校舎は生きた教材中央工学校の考える“実務教育”とは

南暁 茶の湯の文化を凝縮した小宇宙

心を学ぶ

南暁(なんぎょう)は、複数の茶室からなる茶寮の雅称です。大きく分けて以下の3つによって構成されています。

  • 小間(こま)
  • 広間(ひろま)
  • 立礼席(りゅうれいせき)

これら3つの茶室が茶庭や露地(ろじ)によって有機的につながっており、いうなれば「茶道の世界観を表したテーマ館」のようになっています。特に小間(こま)と呼ばれる小さな茶室『大庵(だいあん)』は、室町時代から安土桃山時代にかけての茶人として知られる千利休(せんのりきゅう 1522-1591)がかつて大阪城内に設計したとされる幻の茶室『深三畳台目(ふかさんじょうだいめ)』を復元したものであり、利休の目指した世界観を直接感じることができる貴重な空間となっています。

立礼席外観

立礼席より紅葉を眺む

広間より茶庭を望む

広間外観

露地門(枝折戸・しおりど)から内路地へ

中門(梅見門・ばいけんもん)と踏みわけ石

広間入り口から露地門を望む

小間の躙口から露地を眺む

揚簾戸(あげすど)から立礼席までを歩く

茶の湯の心は、単に美味しい茶を点ててもてなせば良いということにとどまりません。庭の作り、掛け軸、茶器、生け花、表具なども含めた建物や環境、季節・時間までも含めた全体でおもてなしの心を表現します。当然茶室も「ただ屋根があればいい」ということにはならず、亭主の思いを反映した設計・施工が求められます。
では、「思いを反映して設計する」とはどういうことなのでしょうか。一体どうすれば、施主の意向に沿った設計ができるようになれるのでしょうか。私たちは建築技術を中心とした「ものづくりの学校」として、この理(ことわり)を学生たちに説く際に、この南ヶ丘倶楽部にあるこれらの施設を存分に活用しています。

ものづくりの矜恃

南暁のいたるところで漂う気品は、造作のひとつひとつにちゃんと意味が込められていることを表しています。例えば、茶室「大庵」の入り口となる「躙口(にじりぐち)」は60~70㎝四方の小さな引き戸となっており、大人一人くぐるのがやっとというぐらいの狭い入り口となっていますが、これにもちゃんとした理由があります。

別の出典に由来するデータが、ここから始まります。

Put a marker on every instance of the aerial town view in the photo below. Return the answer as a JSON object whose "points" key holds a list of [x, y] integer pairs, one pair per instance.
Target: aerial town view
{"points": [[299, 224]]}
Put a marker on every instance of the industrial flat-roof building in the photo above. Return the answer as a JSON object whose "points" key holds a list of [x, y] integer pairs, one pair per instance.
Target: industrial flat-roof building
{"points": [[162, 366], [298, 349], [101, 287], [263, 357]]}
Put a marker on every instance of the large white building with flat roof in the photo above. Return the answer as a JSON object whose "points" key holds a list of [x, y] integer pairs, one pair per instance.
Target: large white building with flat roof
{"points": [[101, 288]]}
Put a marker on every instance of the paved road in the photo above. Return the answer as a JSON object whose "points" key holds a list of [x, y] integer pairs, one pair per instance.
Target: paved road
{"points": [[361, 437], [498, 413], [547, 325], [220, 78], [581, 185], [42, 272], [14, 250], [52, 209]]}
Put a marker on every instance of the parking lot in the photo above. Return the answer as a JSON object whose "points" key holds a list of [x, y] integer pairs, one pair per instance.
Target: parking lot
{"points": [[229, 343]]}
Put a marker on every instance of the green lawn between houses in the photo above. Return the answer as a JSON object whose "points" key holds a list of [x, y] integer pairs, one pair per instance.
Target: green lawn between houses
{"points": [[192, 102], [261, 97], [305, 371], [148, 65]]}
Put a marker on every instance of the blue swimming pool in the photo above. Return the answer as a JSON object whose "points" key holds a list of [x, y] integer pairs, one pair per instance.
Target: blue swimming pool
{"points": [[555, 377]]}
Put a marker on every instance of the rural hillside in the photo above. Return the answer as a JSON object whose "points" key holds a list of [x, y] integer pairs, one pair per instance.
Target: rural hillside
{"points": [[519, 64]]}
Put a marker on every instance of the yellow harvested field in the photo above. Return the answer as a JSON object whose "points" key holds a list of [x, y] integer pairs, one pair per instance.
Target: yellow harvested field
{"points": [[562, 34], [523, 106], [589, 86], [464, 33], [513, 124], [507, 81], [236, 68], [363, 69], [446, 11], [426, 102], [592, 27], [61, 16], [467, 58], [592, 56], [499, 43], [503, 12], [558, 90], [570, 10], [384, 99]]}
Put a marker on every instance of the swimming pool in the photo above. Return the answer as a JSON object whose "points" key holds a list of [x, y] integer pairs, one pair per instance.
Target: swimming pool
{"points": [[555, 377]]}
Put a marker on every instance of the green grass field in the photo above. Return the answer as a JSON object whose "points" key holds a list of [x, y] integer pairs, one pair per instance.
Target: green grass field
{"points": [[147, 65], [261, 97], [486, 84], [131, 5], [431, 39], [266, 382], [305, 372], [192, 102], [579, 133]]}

この狭い入り口から先は身分の上下もなく、分け隔てもない亭主と客が心を交わす特別な空間であり、争い事ははばかられるがゆえ、たとえ武士であっても刀を持って入ることは許されません。つまり、誰もが頭を下げないと入れないこの小さな入り口によって、謙虚な心をもって茶室に入るという亭主の理想を建築様式によって表しているのです。
躙口以外にも、窓の大きさや方角、壁の設(しつら)えから天井の高さ、畳の数、その並べ方に至るまで全てに意味が込められていると知った時、ものづくりを本気で標榜する学生たちの心に、新たな物の見方が芽生えます。それは現代ならば「デザイン」という言葉が当てはめられるのでしょうが、大事なのは「伝統をまとった造形美には意味がある」という事実。その「意味」とは、時に機能であったり、風情であったり、贅沢であったり、主張や遊びであったりもします。

小間「大庵」躙口より入る

掲題に沿って意匠を巡らすことはものづくりの本懐ともいえ、匠の技たる所以。悠久の時を経て今もなお遺る先達の遺産から「理念無き創造に叡智は宿らず」という厳かな事実を学びとる時、私たちは思わず背筋を正してしまいますが、これこそが中央工学校が実践し続ける「人間涵養教育」の目指す先のひとつでもあるのです。